13 SES 14, Notes in/on Education
Recent articles in mainstream media praise the practice of taking hand written notes in the lecture hall, while recommending students to ditch their laptops and return to the trusted pen and paper. These arguments always presuppose that notes are taken in order to be studied after the lecture, something to facilitate learning post-factum. The notes appear to be useful only after the lecture, as a way in which information is extracted out of the live event of the lecture and solidified in some form of writing to be revisited. Thus, study and its thinking seem to happen only after the event of lecturing. This presentation will argue for an alternative perspective: student’s note-taking is an educational practice meqningful in and of itself, i.e. a specific way of relating to the live event of the lecture. In order to sketch out this perspective, a phenomenological approach will be employed, inspired by Vilém Flusser’s phenomenology of gestures. A phenomenology of gestures assumes that a gesture is always an event of thinking with media in which a certain freedom is expressed. While Flusser has described note-taking to some extent, his description always concerned the individual note-taker - the inspired writer scribbling something in one’s notebook after being struck by inspiration. In Flusser’s phenomenology of gestures there is no place for collective gestures such as the student’s note-taking in a lecture hall. Can this be called a gesture at all? There are thinkers which have pointed out its seemingly mindless aspect. For example, Nietzsche considered the student’s note-taking as ‘mechanical’ movements, as if students were automatons who mindlessly transcribe something. Note-taking is not an aesthetic gesture, at best it is boring, at worst it is ‘painful to watch’ – as Walter Benjamin noticed. Since nothing original is created there, is then note-taking a real gesture? This presentation will argue that the potential of note-taking can be seen only if we look at the medial specificity of this gesture – as writing which displaces the voice – and at its collective character. Note-taking gives us a way of seeing how collective thinking emerges, a thinking that does not belong to the lecturer only, nor only to the student, rather as something which emerges in the middle, in the relation of attention established among the lecturer, the students and the object of thought.

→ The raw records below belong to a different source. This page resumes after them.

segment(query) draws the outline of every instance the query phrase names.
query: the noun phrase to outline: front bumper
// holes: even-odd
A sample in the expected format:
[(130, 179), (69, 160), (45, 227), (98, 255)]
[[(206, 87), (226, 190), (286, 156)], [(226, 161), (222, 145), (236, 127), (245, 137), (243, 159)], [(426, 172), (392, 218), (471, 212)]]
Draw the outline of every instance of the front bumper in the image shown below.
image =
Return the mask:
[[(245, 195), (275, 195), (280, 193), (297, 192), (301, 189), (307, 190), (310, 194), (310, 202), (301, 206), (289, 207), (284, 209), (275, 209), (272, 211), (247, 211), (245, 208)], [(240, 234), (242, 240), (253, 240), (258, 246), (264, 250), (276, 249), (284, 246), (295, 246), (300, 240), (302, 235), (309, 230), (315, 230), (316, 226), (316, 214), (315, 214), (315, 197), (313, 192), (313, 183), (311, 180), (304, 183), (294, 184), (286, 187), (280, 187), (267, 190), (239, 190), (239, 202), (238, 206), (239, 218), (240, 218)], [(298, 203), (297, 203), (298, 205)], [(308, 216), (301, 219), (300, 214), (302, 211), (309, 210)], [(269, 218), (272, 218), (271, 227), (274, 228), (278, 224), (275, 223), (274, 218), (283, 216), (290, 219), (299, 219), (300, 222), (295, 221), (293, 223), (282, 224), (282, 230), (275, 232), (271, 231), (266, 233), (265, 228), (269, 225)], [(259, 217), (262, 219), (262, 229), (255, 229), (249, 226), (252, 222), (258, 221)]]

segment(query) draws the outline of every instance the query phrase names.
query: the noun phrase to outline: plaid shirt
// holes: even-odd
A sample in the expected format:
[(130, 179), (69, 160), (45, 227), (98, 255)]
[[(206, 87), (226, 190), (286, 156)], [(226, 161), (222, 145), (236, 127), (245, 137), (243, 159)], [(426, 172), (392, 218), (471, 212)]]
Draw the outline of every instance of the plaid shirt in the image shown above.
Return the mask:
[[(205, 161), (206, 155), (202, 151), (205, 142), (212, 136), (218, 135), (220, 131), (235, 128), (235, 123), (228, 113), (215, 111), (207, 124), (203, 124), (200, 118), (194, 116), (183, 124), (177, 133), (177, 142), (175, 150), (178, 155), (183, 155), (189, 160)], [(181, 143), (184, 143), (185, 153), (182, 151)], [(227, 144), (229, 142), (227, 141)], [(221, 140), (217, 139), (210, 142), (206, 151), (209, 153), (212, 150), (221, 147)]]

Benjamin, W. (1996-2003). Selected writings: Volume 1: 1913-1926. Cambridge, Mass., London: Belknap Press of Harvard University Press. Flusser, V. (2011). Does writing have a future? (Nancy Ann Roth, Trans.). Electronic mediations: v. 33. Minneapolis: University of Minnesota Press. Flusser, V. (2014). Gestures. (Nancy Ann Roth, Trans.). Minneapolis: University of Minnesota Press. Nietzsche, F. (1910). The Future of our Educational Institutions. (J. M. Kennedy, Trans.). Edinburgh: T. N. Foulis.